Hooked
Hooked

Reputation: 88128

Strange behavior of multiprocessing.Pool, why does it grab the wrong function?

I don't understand the behavior of Python's multiprocessing.Pool in this situation:

import multiprocessing

def f(x): return x
P = multiprocessing.Pool()
def f(x): return x*x

print (P.map(f, range(10)))
print (  map(f, range(10)))

which results in the output:

[0, 1, 2, 3, 4, 5, 6, 7, 8, 9]
[0, 1, 4, 9, 16, 25, 36, 49, 64, 81]

At the point where the print statements are called, isn't there only a single f? Why does the Pool grab the first instance of f?
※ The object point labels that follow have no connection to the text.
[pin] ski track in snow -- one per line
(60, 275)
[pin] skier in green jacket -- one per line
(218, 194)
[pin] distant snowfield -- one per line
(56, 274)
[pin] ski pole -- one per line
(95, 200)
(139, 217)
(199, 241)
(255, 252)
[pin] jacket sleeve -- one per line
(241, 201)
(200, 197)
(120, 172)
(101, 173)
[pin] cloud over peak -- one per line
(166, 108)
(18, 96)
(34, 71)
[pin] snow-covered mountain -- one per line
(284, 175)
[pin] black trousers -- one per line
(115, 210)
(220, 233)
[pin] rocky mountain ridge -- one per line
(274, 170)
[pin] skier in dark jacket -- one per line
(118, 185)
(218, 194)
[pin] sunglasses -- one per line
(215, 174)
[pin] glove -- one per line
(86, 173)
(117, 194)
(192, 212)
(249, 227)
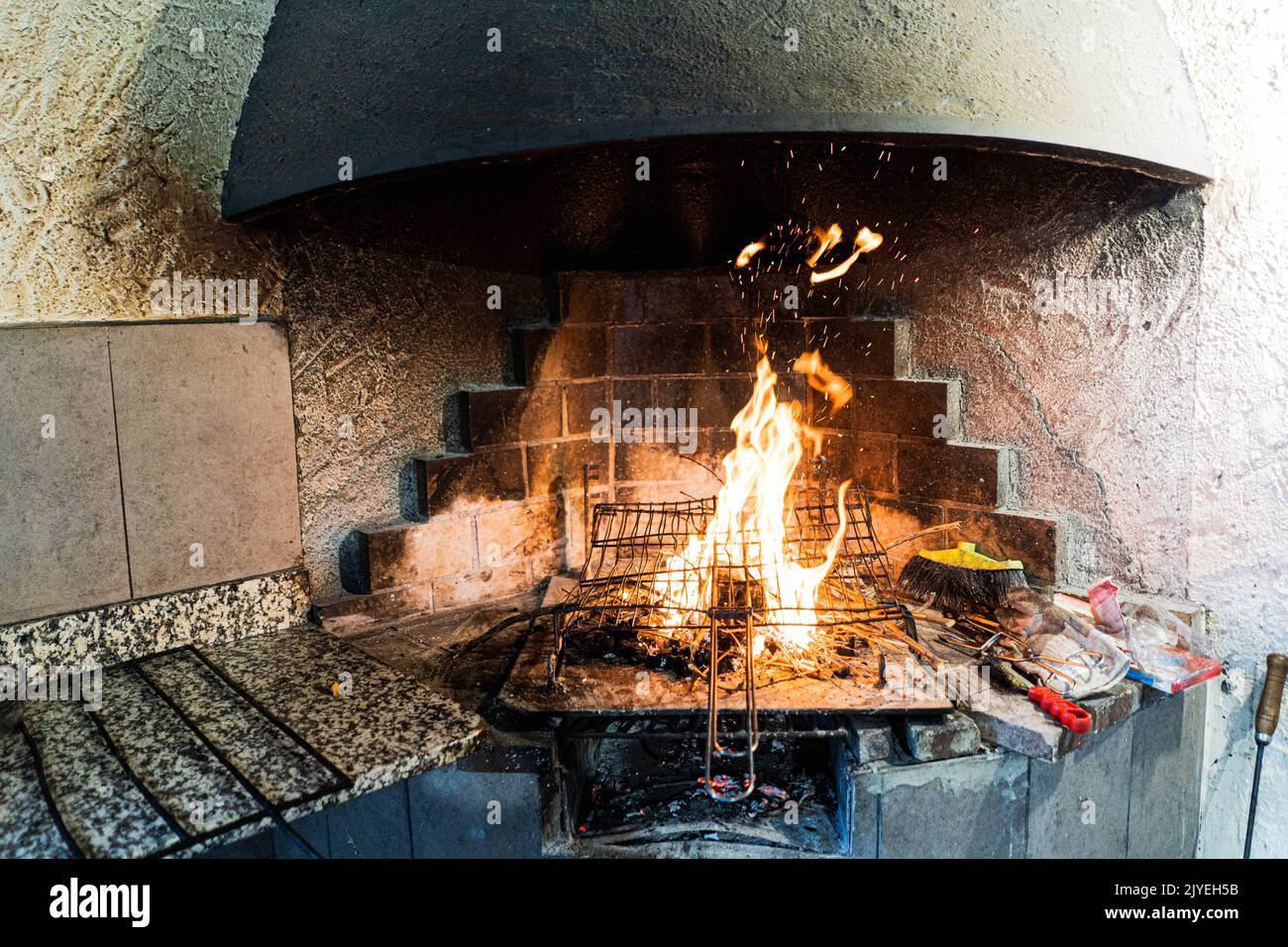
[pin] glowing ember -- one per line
(864, 241)
(748, 531)
(748, 252)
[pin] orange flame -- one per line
(747, 253)
(823, 379)
(825, 241)
(748, 528)
(864, 241)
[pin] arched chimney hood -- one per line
(395, 85)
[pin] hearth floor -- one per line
(430, 648)
(178, 795)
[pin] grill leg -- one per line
(751, 727)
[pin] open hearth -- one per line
(734, 429)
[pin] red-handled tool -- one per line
(1068, 712)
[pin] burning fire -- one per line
(747, 534)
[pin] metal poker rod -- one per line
(1266, 722)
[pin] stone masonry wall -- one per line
(506, 509)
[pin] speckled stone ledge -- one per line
(136, 780)
(127, 630)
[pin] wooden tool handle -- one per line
(1267, 711)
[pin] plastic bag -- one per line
(1068, 655)
(1170, 655)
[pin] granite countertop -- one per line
(254, 701)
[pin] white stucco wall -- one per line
(1236, 52)
(115, 128)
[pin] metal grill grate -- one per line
(640, 565)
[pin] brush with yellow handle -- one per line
(961, 579)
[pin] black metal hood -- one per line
(394, 85)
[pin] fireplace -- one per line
(626, 376)
(540, 347)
I would expect that P.map and map to output the same results!

Upvotes: 3

Views: 301

Answers (1)

mgilson
mgilson

Reputation: 309891

This is an excellent question and I hope that someone with more knowledge/experience in Threading (and Multiprocessing) in general can come along and give a better answer, but here's my attempt:

Without really digging into the details here (after a quick look at the source), it appears that the Pool constructor spawns multiple threads for handling the queues of tasks. Those threads seemingly just sit around looking for things to be put into them. So, it looks like when the thread gets the request to run function __main__.f, it does, however, since it's never seen the updated definition of __main__.f, it uses the old definition.